Et ce n'est finalement qu'après une ultime apparition de l'anti-héros que ce dernier plongera définitivement dans un sentiment de dégoût et d'horreur, lorsqu'Arthur Fleck disparaît à jamais sous les traits et l'esprit d'un Joker cruel et macabre. Fort.

 

Affiche fr

Résumé

Malgré ses imperfections, Joker est un véritable séisme pour les films du genre. Un brûlot radical contre les médias, les élites politiques et la société retournant le rêve américain en cauchemar brutal, sanglant et macabre. Un film puissant mené par un Joaquin Phoenix habité et monstrueux.

Autre avis Geoffrey Crété
On entend souvent que le cinéma hollywoodien des studios n'a plus de courage et d'audace, que tel ou tel film corrosif des années 70-80 ne pourrait plus être produit, et qu'en 2019 on ne peut plus rien dire ni montrer.

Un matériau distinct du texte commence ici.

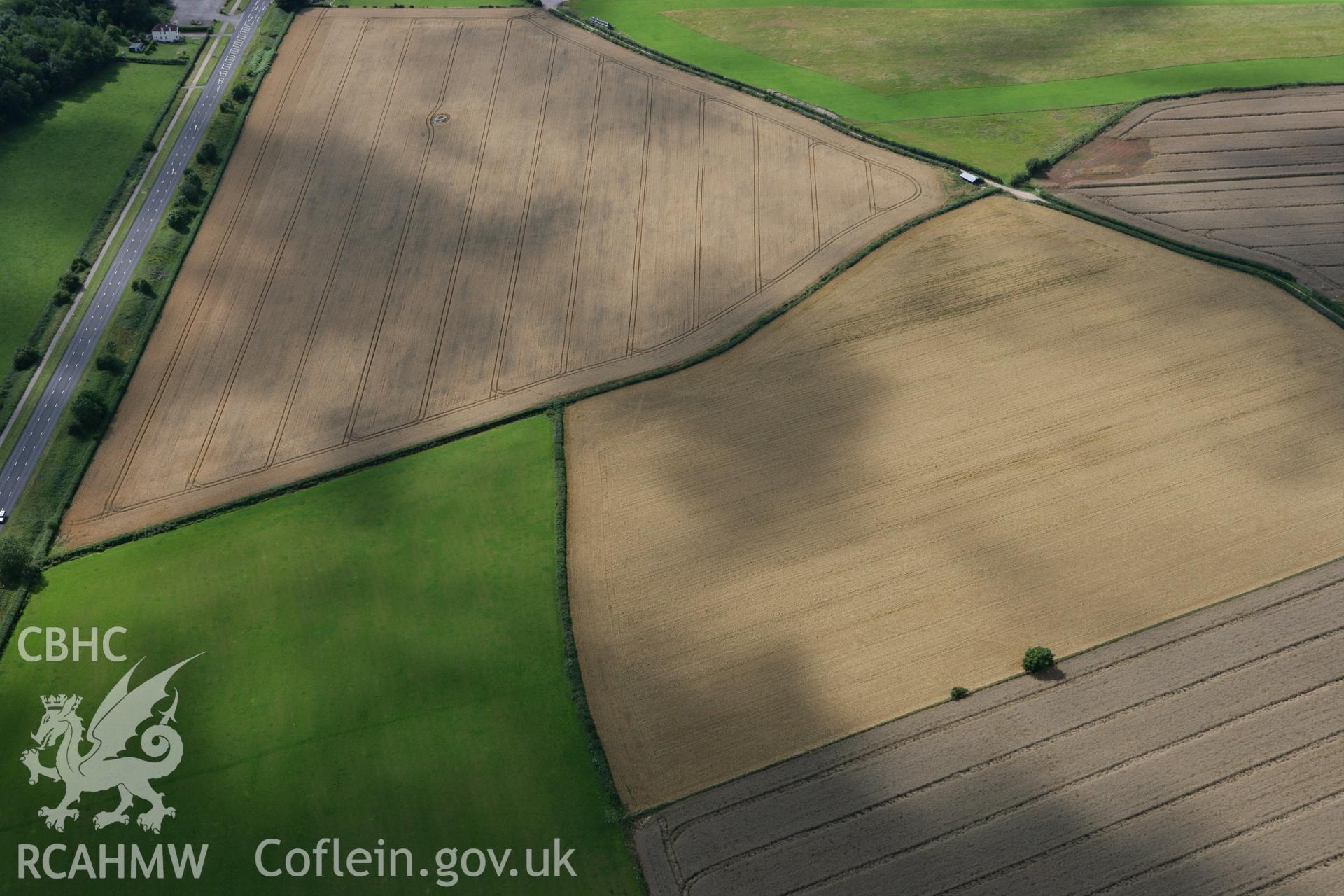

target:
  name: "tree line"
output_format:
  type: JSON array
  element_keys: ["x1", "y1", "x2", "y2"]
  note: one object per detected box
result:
[{"x1": 0, "y1": 0, "x2": 172, "y2": 129}]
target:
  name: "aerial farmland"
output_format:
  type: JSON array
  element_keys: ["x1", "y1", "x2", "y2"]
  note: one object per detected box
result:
[
  {"x1": 637, "y1": 563, "x2": 1344, "y2": 896},
  {"x1": 566, "y1": 197, "x2": 1344, "y2": 807},
  {"x1": 0, "y1": 0, "x2": 1344, "y2": 896},
  {"x1": 64, "y1": 8, "x2": 946, "y2": 547},
  {"x1": 1047, "y1": 88, "x2": 1344, "y2": 300}
]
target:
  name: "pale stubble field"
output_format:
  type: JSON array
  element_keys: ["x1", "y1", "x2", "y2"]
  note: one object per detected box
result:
[
  {"x1": 63, "y1": 8, "x2": 946, "y2": 547},
  {"x1": 566, "y1": 197, "x2": 1344, "y2": 808}
]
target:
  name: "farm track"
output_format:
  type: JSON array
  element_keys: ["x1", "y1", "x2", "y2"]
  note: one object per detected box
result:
[
  {"x1": 1047, "y1": 88, "x2": 1344, "y2": 300},
  {"x1": 566, "y1": 197, "x2": 1344, "y2": 811},
  {"x1": 62, "y1": 9, "x2": 944, "y2": 547},
  {"x1": 636, "y1": 561, "x2": 1344, "y2": 896}
]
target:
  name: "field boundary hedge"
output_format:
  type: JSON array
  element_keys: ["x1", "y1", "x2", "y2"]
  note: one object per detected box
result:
[
  {"x1": 1009, "y1": 80, "x2": 1344, "y2": 183},
  {"x1": 0, "y1": 41, "x2": 209, "y2": 440},
  {"x1": 0, "y1": 7, "x2": 294, "y2": 654},
  {"x1": 547, "y1": 8, "x2": 996, "y2": 180},
  {"x1": 43, "y1": 190, "x2": 1002, "y2": 568},
  {"x1": 1040, "y1": 190, "x2": 1344, "y2": 329},
  {"x1": 546, "y1": 405, "x2": 625, "y2": 818}
]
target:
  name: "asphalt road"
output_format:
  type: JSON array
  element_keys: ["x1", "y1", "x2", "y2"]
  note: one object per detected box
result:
[{"x1": 0, "y1": 0, "x2": 270, "y2": 526}]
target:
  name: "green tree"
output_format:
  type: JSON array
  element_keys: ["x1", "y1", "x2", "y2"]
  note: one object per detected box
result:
[
  {"x1": 70, "y1": 390, "x2": 108, "y2": 433},
  {"x1": 13, "y1": 345, "x2": 42, "y2": 371},
  {"x1": 94, "y1": 348, "x2": 126, "y2": 373},
  {"x1": 181, "y1": 168, "x2": 206, "y2": 204},
  {"x1": 168, "y1": 208, "x2": 191, "y2": 234},
  {"x1": 1021, "y1": 648, "x2": 1055, "y2": 672},
  {"x1": 0, "y1": 535, "x2": 38, "y2": 589}
]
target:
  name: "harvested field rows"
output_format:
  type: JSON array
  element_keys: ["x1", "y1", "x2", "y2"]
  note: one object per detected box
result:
[
  {"x1": 1049, "y1": 88, "x2": 1344, "y2": 298},
  {"x1": 566, "y1": 197, "x2": 1344, "y2": 811},
  {"x1": 636, "y1": 561, "x2": 1344, "y2": 896},
  {"x1": 64, "y1": 8, "x2": 944, "y2": 547}
]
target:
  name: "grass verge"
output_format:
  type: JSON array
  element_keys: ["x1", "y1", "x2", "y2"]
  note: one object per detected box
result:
[
  {"x1": 0, "y1": 7, "x2": 293, "y2": 649},
  {"x1": 0, "y1": 63, "x2": 192, "y2": 427}
]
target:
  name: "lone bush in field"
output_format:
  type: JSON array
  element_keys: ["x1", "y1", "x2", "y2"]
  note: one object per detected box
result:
[
  {"x1": 1021, "y1": 648, "x2": 1055, "y2": 672},
  {"x1": 168, "y1": 208, "x2": 191, "y2": 234},
  {"x1": 0, "y1": 536, "x2": 38, "y2": 589},
  {"x1": 13, "y1": 345, "x2": 42, "y2": 371},
  {"x1": 70, "y1": 390, "x2": 108, "y2": 434}
]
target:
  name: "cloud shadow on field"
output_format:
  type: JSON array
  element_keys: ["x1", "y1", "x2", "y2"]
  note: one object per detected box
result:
[{"x1": 634, "y1": 623, "x2": 1338, "y2": 896}]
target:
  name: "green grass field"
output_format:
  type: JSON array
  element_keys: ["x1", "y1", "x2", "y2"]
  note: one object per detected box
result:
[
  {"x1": 568, "y1": 0, "x2": 1344, "y2": 177},
  {"x1": 0, "y1": 63, "x2": 183, "y2": 371},
  {"x1": 0, "y1": 416, "x2": 640, "y2": 896}
]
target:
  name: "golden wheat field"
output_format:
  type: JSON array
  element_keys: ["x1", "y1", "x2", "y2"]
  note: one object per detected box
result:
[
  {"x1": 1047, "y1": 86, "x2": 1344, "y2": 298},
  {"x1": 63, "y1": 8, "x2": 944, "y2": 547},
  {"x1": 566, "y1": 197, "x2": 1344, "y2": 807}
]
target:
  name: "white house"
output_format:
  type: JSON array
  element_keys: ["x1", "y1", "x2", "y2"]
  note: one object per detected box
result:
[{"x1": 149, "y1": 22, "x2": 181, "y2": 43}]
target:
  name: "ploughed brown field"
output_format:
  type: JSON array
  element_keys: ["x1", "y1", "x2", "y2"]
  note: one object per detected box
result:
[
  {"x1": 1047, "y1": 88, "x2": 1344, "y2": 300},
  {"x1": 64, "y1": 9, "x2": 944, "y2": 547},
  {"x1": 566, "y1": 197, "x2": 1344, "y2": 811},
  {"x1": 636, "y1": 561, "x2": 1344, "y2": 896}
]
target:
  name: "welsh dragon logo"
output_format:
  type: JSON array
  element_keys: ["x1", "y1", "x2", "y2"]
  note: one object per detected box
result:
[{"x1": 22, "y1": 653, "x2": 200, "y2": 834}]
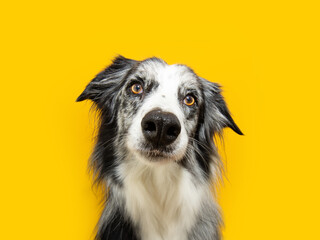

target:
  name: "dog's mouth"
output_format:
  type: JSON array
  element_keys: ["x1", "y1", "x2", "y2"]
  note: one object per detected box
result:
[{"x1": 138, "y1": 145, "x2": 177, "y2": 161}]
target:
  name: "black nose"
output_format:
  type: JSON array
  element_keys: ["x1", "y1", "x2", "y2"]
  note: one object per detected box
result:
[{"x1": 141, "y1": 110, "x2": 181, "y2": 147}]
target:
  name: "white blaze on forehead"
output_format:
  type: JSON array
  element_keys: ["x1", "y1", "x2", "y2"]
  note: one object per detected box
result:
[
  {"x1": 142, "y1": 62, "x2": 196, "y2": 117},
  {"x1": 127, "y1": 61, "x2": 197, "y2": 159}
]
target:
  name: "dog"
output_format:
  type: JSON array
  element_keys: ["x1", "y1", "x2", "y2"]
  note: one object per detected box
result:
[{"x1": 77, "y1": 56, "x2": 242, "y2": 240}]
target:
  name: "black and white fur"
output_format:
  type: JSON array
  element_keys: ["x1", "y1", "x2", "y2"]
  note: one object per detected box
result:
[{"x1": 77, "y1": 56, "x2": 242, "y2": 240}]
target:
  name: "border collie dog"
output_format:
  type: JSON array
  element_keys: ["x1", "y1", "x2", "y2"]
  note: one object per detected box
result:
[{"x1": 77, "y1": 56, "x2": 242, "y2": 240}]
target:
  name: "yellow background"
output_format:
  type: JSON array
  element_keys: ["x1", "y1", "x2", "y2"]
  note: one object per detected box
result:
[{"x1": 0, "y1": 0, "x2": 320, "y2": 240}]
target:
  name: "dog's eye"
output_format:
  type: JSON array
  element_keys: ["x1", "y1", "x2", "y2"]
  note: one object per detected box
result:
[
  {"x1": 183, "y1": 95, "x2": 196, "y2": 106},
  {"x1": 131, "y1": 83, "x2": 143, "y2": 94}
]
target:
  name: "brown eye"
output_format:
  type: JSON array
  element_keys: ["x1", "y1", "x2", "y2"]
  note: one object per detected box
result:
[
  {"x1": 183, "y1": 95, "x2": 195, "y2": 106},
  {"x1": 131, "y1": 83, "x2": 143, "y2": 94}
]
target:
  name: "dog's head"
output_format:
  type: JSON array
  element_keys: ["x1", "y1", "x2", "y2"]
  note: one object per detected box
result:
[{"x1": 77, "y1": 56, "x2": 242, "y2": 169}]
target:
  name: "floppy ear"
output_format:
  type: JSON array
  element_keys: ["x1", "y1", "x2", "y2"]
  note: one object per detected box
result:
[
  {"x1": 76, "y1": 56, "x2": 137, "y2": 108},
  {"x1": 200, "y1": 78, "x2": 243, "y2": 138}
]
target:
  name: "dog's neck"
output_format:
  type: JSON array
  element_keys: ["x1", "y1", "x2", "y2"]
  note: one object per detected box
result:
[{"x1": 117, "y1": 158, "x2": 210, "y2": 240}]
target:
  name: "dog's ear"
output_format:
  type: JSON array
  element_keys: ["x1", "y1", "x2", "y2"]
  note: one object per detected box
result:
[
  {"x1": 76, "y1": 56, "x2": 137, "y2": 107},
  {"x1": 200, "y1": 78, "x2": 243, "y2": 137}
]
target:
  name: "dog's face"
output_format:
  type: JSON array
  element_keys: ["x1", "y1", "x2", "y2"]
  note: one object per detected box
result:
[{"x1": 78, "y1": 57, "x2": 242, "y2": 166}]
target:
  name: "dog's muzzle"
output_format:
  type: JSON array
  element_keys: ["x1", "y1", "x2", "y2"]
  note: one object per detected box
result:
[{"x1": 141, "y1": 109, "x2": 181, "y2": 148}]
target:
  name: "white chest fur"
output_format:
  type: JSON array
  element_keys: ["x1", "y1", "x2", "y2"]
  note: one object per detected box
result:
[{"x1": 122, "y1": 160, "x2": 206, "y2": 240}]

Joker est la réponse parfaite et inattendue : noire, sèche, brutale, qui ne cherche ni excuse ni amour.
Autre avis Simon Riaux
Todd Philips récite son bréviaire du petit Scorsese illustré, mais le fait avec un brio et une intelligence qui imposent le respect. Phoenix et la caméra peuvent dès lors entamer une danse macabre qui adresse à l'époque un réquisitoire implacable.
Autre avis Arnold Petit
Un film doté d'une profonde noirceur, avec un discours corrosif à souhait. Dans les tréfonds d'un Gotham aussi malade que lui, un homme humilié, moqué et avili se change petit à petit en une force incontrôlable du chaos, jusqu'à devenir un ouragan séditieux qui renverse tout sur son passage. Joaquin Phoenix est habité par le Clown Prince du Crime.
Autre avis Déborah Lechner
Un drame social très sombre au discours intemporel qui suit un homme malmené par la société qui se laisse entraîner dans une spirale de violence que les habitants de Gotham n'auront de cesse de légitimer, politiser et donc nourrir jusqu'à un dénouement chaotique. Le film a ses défauts, mais qui n’entachent en rien la puissance du récit.
Autre avis Lino Cassinat
Joker jongle avec une témérité folle avec quantité de thèmes et de représentations qui affolent notre époque. C'est bien, mais c'est dommage que son amoralisme semble camoufler ses impensés - c'est probablement d'ailleurs ce qui explique la polémique ridicule qui l'entoure. Pourtant, c'est l'évidence, Joker résonne terriblement avec notre temps.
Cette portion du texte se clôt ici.